I was born in Canada and therefore have dual nationality and can move there without needing a visa. My partner has been offered an opportunity to work with a company in Vancouver and hopefully this will be long term (We are still in the process of finding out details) so he will have a work visa. 

I have been looking at BC's teaching requirements and I think my experience and course will meet them all except a module on Canadian studies. I get the impression that I would hopefully be able to obtain an conditional teaching certificate which will last 60 months. I also understand if the take the modules required I can upgrade to a full certificate. Is this correct? Does anyone know how easily a Scottish degree is matched a Canadian one? My university does take a lot of Canadian students into the degree so I hope it is. 

Also I know the job market is very difficult to get into and competitive however I'm not daunted by this. As a NQT I would face this in my own country and I'm not fazed about working supply of temporary contracts at the start. I have no need to hold a permanent job for a visa and my partner's job is in a good sector so he will be bringing in enough to support us both (though not lavishly)if need be. 

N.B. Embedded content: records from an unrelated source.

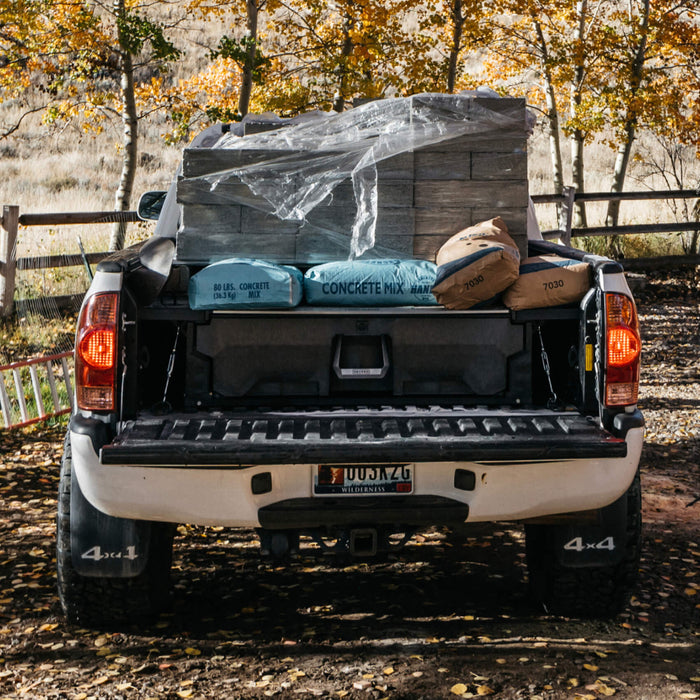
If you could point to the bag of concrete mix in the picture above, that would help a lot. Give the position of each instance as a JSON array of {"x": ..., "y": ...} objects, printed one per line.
[
  {"x": 476, "y": 265},
  {"x": 548, "y": 280},
  {"x": 371, "y": 283},
  {"x": 246, "y": 283}
]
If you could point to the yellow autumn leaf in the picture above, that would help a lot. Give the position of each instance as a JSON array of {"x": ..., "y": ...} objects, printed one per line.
[{"x": 605, "y": 689}]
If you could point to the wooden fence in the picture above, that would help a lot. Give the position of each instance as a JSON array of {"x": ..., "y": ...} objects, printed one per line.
[
  {"x": 35, "y": 390},
  {"x": 9, "y": 228},
  {"x": 29, "y": 390},
  {"x": 12, "y": 220}
]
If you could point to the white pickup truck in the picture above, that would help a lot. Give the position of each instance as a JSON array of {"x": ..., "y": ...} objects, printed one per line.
[{"x": 360, "y": 424}]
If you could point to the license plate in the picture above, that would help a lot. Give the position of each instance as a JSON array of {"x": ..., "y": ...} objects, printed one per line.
[{"x": 363, "y": 479}]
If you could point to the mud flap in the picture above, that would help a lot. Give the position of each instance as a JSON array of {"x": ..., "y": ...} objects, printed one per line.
[
  {"x": 601, "y": 543},
  {"x": 102, "y": 545}
]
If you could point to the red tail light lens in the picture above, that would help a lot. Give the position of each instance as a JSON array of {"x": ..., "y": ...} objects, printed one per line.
[
  {"x": 623, "y": 351},
  {"x": 96, "y": 353}
]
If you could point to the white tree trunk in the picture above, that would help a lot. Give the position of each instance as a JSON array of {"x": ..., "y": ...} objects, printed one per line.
[
  {"x": 577, "y": 137},
  {"x": 122, "y": 200}
]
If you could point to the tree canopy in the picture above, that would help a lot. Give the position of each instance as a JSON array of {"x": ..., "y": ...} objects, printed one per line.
[{"x": 595, "y": 69}]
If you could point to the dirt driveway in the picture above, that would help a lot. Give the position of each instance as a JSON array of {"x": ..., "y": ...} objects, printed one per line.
[{"x": 450, "y": 618}]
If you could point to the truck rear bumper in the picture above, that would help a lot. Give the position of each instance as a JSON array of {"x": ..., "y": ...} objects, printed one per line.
[{"x": 556, "y": 475}]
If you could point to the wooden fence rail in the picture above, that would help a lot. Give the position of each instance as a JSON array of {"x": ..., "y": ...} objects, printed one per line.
[
  {"x": 35, "y": 390},
  {"x": 12, "y": 220}
]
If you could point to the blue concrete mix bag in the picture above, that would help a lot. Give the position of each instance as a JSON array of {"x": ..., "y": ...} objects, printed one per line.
[
  {"x": 246, "y": 283},
  {"x": 371, "y": 283}
]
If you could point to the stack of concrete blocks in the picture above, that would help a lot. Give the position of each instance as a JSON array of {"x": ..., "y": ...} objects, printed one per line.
[{"x": 424, "y": 196}]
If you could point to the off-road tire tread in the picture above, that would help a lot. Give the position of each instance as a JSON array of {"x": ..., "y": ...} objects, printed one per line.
[
  {"x": 586, "y": 592},
  {"x": 103, "y": 601}
]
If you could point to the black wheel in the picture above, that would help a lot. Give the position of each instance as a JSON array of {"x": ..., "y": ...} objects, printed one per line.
[
  {"x": 587, "y": 591},
  {"x": 108, "y": 601}
]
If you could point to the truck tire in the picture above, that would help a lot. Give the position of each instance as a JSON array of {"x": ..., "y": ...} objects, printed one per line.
[
  {"x": 108, "y": 601},
  {"x": 585, "y": 591}
]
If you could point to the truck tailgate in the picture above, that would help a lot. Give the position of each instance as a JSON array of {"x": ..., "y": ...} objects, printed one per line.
[{"x": 363, "y": 435}]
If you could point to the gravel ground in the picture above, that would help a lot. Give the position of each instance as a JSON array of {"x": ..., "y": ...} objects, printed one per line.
[{"x": 450, "y": 618}]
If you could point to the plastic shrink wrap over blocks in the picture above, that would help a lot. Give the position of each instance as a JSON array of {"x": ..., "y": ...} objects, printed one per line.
[{"x": 393, "y": 178}]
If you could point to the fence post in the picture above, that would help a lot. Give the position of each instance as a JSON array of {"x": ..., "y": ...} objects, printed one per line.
[{"x": 8, "y": 241}]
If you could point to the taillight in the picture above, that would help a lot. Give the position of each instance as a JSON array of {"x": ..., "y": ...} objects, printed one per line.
[
  {"x": 96, "y": 353},
  {"x": 623, "y": 350}
]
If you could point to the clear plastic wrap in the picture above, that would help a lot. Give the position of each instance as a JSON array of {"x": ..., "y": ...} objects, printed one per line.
[{"x": 301, "y": 165}]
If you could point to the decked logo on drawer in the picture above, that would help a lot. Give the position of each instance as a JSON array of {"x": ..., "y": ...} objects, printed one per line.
[{"x": 359, "y": 479}]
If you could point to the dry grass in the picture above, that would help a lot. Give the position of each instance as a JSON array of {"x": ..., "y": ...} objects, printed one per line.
[{"x": 51, "y": 170}]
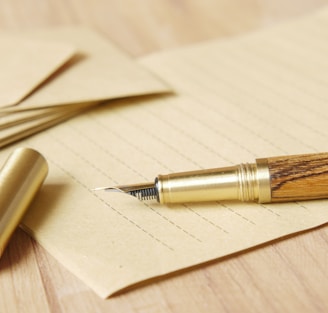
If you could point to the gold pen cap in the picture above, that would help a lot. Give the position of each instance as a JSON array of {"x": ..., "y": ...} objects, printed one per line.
[{"x": 20, "y": 178}]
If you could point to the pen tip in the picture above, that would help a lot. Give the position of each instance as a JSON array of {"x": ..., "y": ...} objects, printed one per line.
[{"x": 141, "y": 191}]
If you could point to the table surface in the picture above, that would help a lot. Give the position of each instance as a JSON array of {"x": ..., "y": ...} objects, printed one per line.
[{"x": 289, "y": 275}]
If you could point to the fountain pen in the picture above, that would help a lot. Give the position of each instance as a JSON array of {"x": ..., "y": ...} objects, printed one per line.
[{"x": 273, "y": 179}]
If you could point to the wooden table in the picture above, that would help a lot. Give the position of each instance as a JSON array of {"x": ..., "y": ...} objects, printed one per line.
[{"x": 289, "y": 275}]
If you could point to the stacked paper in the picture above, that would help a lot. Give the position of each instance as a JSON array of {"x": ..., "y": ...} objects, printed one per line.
[{"x": 49, "y": 76}]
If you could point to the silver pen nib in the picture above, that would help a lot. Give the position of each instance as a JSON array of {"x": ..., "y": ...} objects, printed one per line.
[{"x": 146, "y": 191}]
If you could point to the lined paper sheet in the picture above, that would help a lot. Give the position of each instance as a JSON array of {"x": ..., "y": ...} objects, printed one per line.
[{"x": 257, "y": 96}]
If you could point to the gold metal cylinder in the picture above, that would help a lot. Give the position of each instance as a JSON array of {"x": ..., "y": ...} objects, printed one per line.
[
  {"x": 20, "y": 178},
  {"x": 244, "y": 182}
]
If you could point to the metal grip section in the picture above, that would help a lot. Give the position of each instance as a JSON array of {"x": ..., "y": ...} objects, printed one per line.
[{"x": 241, "y": 182}]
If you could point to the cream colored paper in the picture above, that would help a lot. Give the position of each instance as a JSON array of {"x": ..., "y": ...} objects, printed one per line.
[
  {"x": 257, "y": 96},
  {"x": 25, "y": 64},
  {"x": 98, "y": 72}
]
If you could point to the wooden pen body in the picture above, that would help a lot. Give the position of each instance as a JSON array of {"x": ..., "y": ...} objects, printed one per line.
[{"x": 298, "y": 177}]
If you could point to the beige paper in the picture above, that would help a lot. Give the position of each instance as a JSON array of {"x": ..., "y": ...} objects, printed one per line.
[
  {"x": 257, "y": 96},
  {"x": 15, "y": 130},
  {"x": 25, "y": 64},
  {"x": 98, "y": 72}
]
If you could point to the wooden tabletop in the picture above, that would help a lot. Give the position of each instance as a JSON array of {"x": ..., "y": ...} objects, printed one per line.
[{"x": 289, "y": 275}]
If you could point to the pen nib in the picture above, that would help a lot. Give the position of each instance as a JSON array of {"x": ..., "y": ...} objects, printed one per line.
[{"x": 147, "y": 191}]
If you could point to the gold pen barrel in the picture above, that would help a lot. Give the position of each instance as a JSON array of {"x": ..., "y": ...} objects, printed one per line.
[{"x": 245, "y": 182}]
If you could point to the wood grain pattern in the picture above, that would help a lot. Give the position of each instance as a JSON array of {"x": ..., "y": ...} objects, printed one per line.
[
  {"x": 285, "y": 276},
  {"x": 299, "y": 177}
]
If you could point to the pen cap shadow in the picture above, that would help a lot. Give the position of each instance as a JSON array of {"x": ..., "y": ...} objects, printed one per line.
[{"x": 41, "y": 209}]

Anyone who can answer any of my questions or has any experience to share would be very much appreciated.


----------



## kd268 (Aug 3, 2013)

Bump. Anyone?


----------



## Liam(at)Large (Sep 2, 2012)

There are an overabundance of teachers in Canada and as such there is not a demand. Be prepared to substitute, possibly for years, while looking for fulltime. I know a teacher friend, it took him 7 years to get a fulltime placement in the GTA, I understand Vancouver is similar.


----------